A recent conversation with a new team member brought home to me just how important ESG has become to today’s workforce.
My colleague stressed that KPMG’s ESG strategy had played a big part in her decision to join the firm. It was a reminder of just how influential ESG now is in people’s career choices.
Of course, ESG affects organisations’ people in many different ways. It’s linked to everything from reward and remote working to health and well-being – all of which have tax attributes to consider.
Executive compensation
A company’s leadership team has ultimate responsibility for delivering its ESG goals. And so increasingly, we’re seeing the variable components of executive pay packages being tied to the delivery of ESG strategies.
Getting ESG metrics right – whether in short-term bonus schemes or long-term equity plans – is vital when linking senior compensation to ESG.
Equity-based incentives offer scope for tax efficiency by using statutory, tax-advantaged plans. But these must be looked at in the context of the organisation’s wider ESG strategy, to ensure they’re compatible with it.
Workforce benefits
Your ESG objectives can’t be achieved in a vacuum. They have to be embedded in an organisation’s culture, so that they reflect the values of the workforce.
As such, organisations should be thinking beyond their senior execs when aligning reward and ESG. They need to include the whole workforce – for example, by offering green benefits such as electric cars, bike-to-work schemes and more.
At the same time, employees are demanding responsible benefits. Research from 2021 found that 51 percent want to see their pension schemes invested in environmentally and socially sustainable organisations.
Close business partnering between the tax and HR functions is essential, so that programmes are implemented with suitable governance frameworks, processes and controls. One way to address your stakeholders’ concerns is to publish – and align – a tax strategy and a social responsibility policy.
With the ‘S’ of ESG in mind, firms are also looking to make benefits accessible to the whole workforce, not just management. But that creates its own challenges. For example, salary-sacrifice schemes could take some employees’ pay below minimum wage, if not carefully implemented. That can lead to the business being named and shamed, or even given a large fine.
Hybrid working
Remote working arrangements can have far-reaching tax implications when they cross borders – even those between the devolved nations of the UK.
An organisation based in one country, with staff working remotely in another, risks inadvertently creating social security obligations, and potentially a permanent establishment, in that second jurisdiction.
That can lead to local payroll, tax and social security obligations for the firm and the employees in question. And for the company, it can mean a corporation tax liability, not to mention compliance obligations relating to immigration and the right to work.
This has become a real headache for tax functions, given the hybrid-working culture that has arisen since the pandemic – and which employees now expect as standard. Social security obligations, or even permanent establishments, can be created without the tax teams or the wider HR function team realising.
Within reason, employers will want to offer staff the flexibility to work where they wish. But tax and legal teams will have concerns about exposure and compliance. Collaboration will be key to reconciling these conflicting aims; managing the implications of working from anywhere; and establishing systems to track where people are working in today’s digital world.
Health and wellbeing
Many employers will want to do more to support their employees amid the cost-of-living crisis and growing pressures on the NHS.

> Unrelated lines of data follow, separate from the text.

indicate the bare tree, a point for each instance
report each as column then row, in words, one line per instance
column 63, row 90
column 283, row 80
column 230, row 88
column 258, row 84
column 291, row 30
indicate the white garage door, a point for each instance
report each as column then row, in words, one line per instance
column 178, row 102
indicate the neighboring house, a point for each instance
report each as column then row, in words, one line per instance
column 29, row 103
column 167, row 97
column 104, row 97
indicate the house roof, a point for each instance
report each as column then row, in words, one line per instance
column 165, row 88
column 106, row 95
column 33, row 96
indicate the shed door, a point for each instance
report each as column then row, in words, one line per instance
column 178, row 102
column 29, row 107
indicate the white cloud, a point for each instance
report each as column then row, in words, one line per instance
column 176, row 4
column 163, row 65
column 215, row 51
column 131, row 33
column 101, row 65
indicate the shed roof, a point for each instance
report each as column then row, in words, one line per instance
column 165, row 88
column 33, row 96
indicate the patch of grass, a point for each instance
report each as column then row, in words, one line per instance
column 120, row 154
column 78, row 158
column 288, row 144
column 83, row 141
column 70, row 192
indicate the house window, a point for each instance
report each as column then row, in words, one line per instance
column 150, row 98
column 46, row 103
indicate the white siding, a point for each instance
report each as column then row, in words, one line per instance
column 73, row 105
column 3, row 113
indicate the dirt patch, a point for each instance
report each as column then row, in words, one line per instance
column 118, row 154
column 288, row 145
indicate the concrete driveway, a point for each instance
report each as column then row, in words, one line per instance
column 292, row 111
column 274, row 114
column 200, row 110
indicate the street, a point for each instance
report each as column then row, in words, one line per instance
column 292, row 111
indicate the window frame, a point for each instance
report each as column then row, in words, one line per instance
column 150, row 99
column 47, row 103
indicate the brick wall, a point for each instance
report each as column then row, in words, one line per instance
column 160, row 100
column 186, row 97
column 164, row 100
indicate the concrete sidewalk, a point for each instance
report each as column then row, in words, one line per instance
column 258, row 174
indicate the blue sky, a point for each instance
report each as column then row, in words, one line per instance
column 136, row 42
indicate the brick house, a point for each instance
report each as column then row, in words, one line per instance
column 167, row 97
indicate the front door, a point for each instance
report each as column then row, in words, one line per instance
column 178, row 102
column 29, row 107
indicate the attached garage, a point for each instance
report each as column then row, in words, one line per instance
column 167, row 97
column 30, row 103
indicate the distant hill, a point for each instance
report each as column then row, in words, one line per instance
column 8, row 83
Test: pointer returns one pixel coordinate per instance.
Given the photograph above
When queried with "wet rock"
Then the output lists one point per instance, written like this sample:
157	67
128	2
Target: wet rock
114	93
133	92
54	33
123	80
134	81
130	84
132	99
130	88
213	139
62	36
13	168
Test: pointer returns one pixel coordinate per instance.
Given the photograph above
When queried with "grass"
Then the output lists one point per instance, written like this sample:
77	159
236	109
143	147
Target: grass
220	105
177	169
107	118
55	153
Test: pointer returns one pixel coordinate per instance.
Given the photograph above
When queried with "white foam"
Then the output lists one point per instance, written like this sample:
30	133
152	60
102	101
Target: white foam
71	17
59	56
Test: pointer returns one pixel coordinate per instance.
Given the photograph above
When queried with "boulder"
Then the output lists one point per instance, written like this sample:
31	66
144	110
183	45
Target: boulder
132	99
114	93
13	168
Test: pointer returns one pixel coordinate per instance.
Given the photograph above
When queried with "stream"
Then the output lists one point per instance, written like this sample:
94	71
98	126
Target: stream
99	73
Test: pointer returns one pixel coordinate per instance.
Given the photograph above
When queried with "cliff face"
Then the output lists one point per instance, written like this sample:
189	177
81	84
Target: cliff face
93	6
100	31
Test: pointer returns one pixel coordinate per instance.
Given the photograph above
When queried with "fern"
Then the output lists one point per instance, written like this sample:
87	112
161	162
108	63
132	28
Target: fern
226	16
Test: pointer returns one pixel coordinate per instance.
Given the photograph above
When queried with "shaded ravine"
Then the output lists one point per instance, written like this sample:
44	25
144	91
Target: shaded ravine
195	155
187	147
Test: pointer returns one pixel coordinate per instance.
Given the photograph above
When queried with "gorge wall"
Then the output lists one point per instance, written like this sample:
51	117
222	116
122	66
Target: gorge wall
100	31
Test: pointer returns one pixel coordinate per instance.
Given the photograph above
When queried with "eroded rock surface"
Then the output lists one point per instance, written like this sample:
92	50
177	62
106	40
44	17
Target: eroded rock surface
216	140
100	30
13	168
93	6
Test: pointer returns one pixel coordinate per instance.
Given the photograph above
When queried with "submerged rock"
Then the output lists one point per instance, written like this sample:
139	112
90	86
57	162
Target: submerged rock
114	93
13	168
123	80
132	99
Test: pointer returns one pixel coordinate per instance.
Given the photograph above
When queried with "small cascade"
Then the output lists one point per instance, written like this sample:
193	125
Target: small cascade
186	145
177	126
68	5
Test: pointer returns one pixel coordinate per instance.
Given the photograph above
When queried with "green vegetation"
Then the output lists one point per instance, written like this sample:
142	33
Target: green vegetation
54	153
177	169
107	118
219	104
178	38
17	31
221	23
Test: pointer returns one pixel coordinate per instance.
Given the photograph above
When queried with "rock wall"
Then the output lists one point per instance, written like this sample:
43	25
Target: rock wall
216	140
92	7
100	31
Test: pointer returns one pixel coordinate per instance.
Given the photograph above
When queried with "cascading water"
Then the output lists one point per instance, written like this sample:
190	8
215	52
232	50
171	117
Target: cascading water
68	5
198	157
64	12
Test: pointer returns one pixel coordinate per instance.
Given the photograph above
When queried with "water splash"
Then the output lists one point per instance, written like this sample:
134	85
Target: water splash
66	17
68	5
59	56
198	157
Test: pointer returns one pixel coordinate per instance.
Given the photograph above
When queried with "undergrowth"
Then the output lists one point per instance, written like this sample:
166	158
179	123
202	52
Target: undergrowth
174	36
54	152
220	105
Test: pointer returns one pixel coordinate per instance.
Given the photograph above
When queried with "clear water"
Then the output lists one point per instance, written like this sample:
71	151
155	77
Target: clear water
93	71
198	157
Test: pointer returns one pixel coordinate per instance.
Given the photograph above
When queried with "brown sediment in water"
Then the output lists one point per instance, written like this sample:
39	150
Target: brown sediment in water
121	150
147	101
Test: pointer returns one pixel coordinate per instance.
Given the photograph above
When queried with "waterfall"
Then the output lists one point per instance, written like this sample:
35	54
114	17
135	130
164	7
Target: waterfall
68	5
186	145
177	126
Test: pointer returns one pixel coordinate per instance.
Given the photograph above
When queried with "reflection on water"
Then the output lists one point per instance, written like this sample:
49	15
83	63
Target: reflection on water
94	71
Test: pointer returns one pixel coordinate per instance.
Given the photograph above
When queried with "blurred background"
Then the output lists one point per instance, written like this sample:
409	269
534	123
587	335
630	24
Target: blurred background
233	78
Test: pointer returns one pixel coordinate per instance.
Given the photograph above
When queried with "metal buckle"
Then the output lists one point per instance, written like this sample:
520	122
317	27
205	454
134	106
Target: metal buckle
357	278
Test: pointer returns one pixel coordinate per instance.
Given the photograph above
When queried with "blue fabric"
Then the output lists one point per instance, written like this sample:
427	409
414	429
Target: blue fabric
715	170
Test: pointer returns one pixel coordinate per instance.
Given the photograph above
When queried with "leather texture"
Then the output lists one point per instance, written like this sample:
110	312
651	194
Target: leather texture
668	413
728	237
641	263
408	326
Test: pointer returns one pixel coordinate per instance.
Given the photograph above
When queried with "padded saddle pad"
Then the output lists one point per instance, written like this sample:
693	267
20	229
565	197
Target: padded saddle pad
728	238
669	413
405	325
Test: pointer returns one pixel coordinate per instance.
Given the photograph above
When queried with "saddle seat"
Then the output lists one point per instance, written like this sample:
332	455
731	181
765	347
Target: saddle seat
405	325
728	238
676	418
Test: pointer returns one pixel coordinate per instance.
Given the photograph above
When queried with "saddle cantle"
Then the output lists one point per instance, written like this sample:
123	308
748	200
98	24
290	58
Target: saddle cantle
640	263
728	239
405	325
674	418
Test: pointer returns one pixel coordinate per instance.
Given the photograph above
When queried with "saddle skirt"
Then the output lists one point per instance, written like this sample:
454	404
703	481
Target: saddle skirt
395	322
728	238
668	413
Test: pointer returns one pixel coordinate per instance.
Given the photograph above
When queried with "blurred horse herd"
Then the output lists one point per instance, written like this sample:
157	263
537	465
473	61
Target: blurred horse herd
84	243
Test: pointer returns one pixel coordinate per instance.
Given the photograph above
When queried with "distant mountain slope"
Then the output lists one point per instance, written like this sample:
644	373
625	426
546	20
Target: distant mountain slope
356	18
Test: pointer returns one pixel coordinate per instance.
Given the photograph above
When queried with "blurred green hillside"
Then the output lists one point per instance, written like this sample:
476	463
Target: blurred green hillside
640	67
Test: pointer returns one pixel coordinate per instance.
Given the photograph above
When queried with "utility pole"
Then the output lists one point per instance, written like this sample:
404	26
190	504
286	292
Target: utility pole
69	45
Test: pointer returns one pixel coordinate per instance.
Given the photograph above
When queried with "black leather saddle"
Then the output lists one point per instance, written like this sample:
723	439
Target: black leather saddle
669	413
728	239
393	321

Where health is concerned, private medical cover is typically offered as an employee benefit at management level and above. That doesn’t sit easily with the drive for inclusive reward. Plus, the productivity gains from reduced absence will contribute to the cost of universal healthcare provision.
Employers might also consider offering financial help, via initiatives such as a staff hardship fund, early salary drawdown or financial awareness education. These can be implemented internally, or via third parties – though internal operation may require dedicated steering committees and governance frameworks.
From a tax perspective, donations to a charitable hardship fund can be more efficient. What’s more, your staff can receive tax relief if they choose to donate through Gift Aid.
Other ways to support workers include pay rises; one-off payments; employee ownership schemes; and cost-reduction initiatives in the form of retail discounts, free canteen meals and so on. Obviously, each of these will have their own tax considerations to manage.